Samstag, 10. August 1918

   

Anzeige im General-Anzeiger vom 10. August 1918Treibriemenleder hatte eine hiesige Händlerin zu 18 Mark das Pfund von zwei Soldaten angekauft und mit Nutzen weiter veräußert. Sie war, da es sich natürlich um Diebesgut handelte, vom Schöffengericht wegen Hehlerei zu zwei Monaten Gefängnis verurteilt worden. Ihre Berufung gegen das Urteil wurde gestern von der Strafkammer verworfen.
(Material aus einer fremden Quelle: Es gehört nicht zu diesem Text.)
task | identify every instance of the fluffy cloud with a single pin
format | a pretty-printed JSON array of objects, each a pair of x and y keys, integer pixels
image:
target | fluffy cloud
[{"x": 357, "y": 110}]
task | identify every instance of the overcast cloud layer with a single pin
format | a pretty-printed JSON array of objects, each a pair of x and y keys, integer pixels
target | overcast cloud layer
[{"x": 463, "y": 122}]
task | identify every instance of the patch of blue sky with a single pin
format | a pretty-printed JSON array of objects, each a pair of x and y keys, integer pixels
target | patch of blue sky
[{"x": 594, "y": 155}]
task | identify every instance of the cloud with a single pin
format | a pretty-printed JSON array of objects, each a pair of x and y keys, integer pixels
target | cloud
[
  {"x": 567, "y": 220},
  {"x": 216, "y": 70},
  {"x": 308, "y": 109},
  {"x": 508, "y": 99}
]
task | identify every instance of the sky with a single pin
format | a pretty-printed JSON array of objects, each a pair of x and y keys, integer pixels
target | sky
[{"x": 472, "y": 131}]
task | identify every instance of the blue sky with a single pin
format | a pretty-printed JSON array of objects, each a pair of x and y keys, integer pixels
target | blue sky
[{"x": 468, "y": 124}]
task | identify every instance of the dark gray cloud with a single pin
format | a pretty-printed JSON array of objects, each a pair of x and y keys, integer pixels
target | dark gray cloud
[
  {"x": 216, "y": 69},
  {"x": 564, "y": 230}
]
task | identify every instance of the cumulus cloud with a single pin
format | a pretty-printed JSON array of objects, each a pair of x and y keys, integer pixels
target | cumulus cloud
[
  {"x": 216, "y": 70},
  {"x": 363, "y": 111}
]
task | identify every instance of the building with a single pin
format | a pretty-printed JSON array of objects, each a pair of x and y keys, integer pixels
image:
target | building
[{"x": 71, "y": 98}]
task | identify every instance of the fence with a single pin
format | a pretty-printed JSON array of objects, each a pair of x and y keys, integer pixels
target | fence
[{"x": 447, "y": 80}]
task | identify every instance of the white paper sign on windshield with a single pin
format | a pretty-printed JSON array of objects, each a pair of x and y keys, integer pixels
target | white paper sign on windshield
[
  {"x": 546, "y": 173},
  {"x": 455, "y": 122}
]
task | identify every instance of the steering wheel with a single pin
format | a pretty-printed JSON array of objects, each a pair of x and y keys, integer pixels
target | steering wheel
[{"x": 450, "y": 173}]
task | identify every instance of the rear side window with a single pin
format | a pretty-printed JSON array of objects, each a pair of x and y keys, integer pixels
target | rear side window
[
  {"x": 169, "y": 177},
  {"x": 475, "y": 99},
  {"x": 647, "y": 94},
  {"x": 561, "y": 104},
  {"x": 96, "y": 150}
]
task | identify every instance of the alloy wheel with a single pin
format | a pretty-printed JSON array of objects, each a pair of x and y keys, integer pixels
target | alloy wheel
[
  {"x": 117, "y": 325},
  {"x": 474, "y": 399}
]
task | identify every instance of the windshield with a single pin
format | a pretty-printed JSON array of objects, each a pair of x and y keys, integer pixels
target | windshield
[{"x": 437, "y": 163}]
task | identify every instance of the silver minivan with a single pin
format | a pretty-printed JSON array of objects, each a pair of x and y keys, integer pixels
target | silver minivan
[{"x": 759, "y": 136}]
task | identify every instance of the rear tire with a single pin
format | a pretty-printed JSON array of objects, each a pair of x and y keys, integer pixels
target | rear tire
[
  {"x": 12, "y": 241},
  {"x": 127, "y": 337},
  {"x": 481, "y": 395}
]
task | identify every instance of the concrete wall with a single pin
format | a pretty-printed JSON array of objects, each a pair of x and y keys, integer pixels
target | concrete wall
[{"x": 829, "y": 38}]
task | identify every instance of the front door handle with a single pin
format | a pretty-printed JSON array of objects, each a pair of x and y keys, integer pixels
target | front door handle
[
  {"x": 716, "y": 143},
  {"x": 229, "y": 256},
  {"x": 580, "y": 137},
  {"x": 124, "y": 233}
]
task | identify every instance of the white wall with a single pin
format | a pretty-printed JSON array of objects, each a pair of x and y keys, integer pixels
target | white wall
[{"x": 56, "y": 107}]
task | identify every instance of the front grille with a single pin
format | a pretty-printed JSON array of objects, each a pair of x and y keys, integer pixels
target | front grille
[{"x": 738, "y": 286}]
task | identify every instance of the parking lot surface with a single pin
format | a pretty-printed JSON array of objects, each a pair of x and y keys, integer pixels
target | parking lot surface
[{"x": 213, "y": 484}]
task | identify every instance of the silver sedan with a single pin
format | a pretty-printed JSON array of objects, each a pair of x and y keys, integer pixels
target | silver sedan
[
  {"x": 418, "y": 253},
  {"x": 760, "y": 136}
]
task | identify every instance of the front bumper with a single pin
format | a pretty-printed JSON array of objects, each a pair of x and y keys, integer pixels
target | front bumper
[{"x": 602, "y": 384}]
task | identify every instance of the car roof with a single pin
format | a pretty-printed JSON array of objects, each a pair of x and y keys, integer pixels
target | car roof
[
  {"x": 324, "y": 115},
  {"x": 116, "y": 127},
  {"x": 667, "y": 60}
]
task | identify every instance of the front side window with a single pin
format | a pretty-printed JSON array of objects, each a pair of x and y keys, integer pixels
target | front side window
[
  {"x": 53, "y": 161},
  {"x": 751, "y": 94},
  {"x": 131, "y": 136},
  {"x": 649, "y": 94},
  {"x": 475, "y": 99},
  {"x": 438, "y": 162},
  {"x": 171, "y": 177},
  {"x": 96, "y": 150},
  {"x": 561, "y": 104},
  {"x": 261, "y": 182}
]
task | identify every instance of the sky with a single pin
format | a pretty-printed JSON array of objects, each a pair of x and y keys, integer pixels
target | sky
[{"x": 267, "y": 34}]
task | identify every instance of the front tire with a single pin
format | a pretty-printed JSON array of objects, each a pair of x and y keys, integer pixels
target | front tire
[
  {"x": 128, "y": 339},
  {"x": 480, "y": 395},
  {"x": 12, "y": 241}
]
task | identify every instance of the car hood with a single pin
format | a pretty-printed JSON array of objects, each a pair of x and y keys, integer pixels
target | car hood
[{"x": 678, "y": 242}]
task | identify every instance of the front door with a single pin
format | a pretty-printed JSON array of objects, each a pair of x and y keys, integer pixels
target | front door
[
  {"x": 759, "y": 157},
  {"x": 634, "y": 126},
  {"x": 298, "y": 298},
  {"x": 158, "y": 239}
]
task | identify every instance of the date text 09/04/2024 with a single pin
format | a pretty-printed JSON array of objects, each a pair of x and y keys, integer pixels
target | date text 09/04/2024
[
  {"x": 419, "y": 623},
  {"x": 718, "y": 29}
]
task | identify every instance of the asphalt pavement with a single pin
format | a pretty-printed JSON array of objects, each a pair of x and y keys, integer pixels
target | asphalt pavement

(Bonner Zeitung, Rubrik „Aus den Städtischen Nachrichten“)

   

Weiterer Ausbau der Mieteinigungsämter. Die an sich sehr segensreiche Tätigkeit der Mieteinigungsämter hat vielfach darunter gelitten, daß es an allgemeinen Richtlinien für dieselben fehlte und sie sich ausschließlich auf die eigene Erfahrung verlassen mußten. Es ist nicht beabsichtigt, diese in der Kriegszeit geschaffene Einrichtung später wieder fallen zu lassen; man will sie vielmehr auf eine festere Grundlage stellen, sie weiter ausbauen und dauernd den allgemeinen sozialen Organisationen angliedern.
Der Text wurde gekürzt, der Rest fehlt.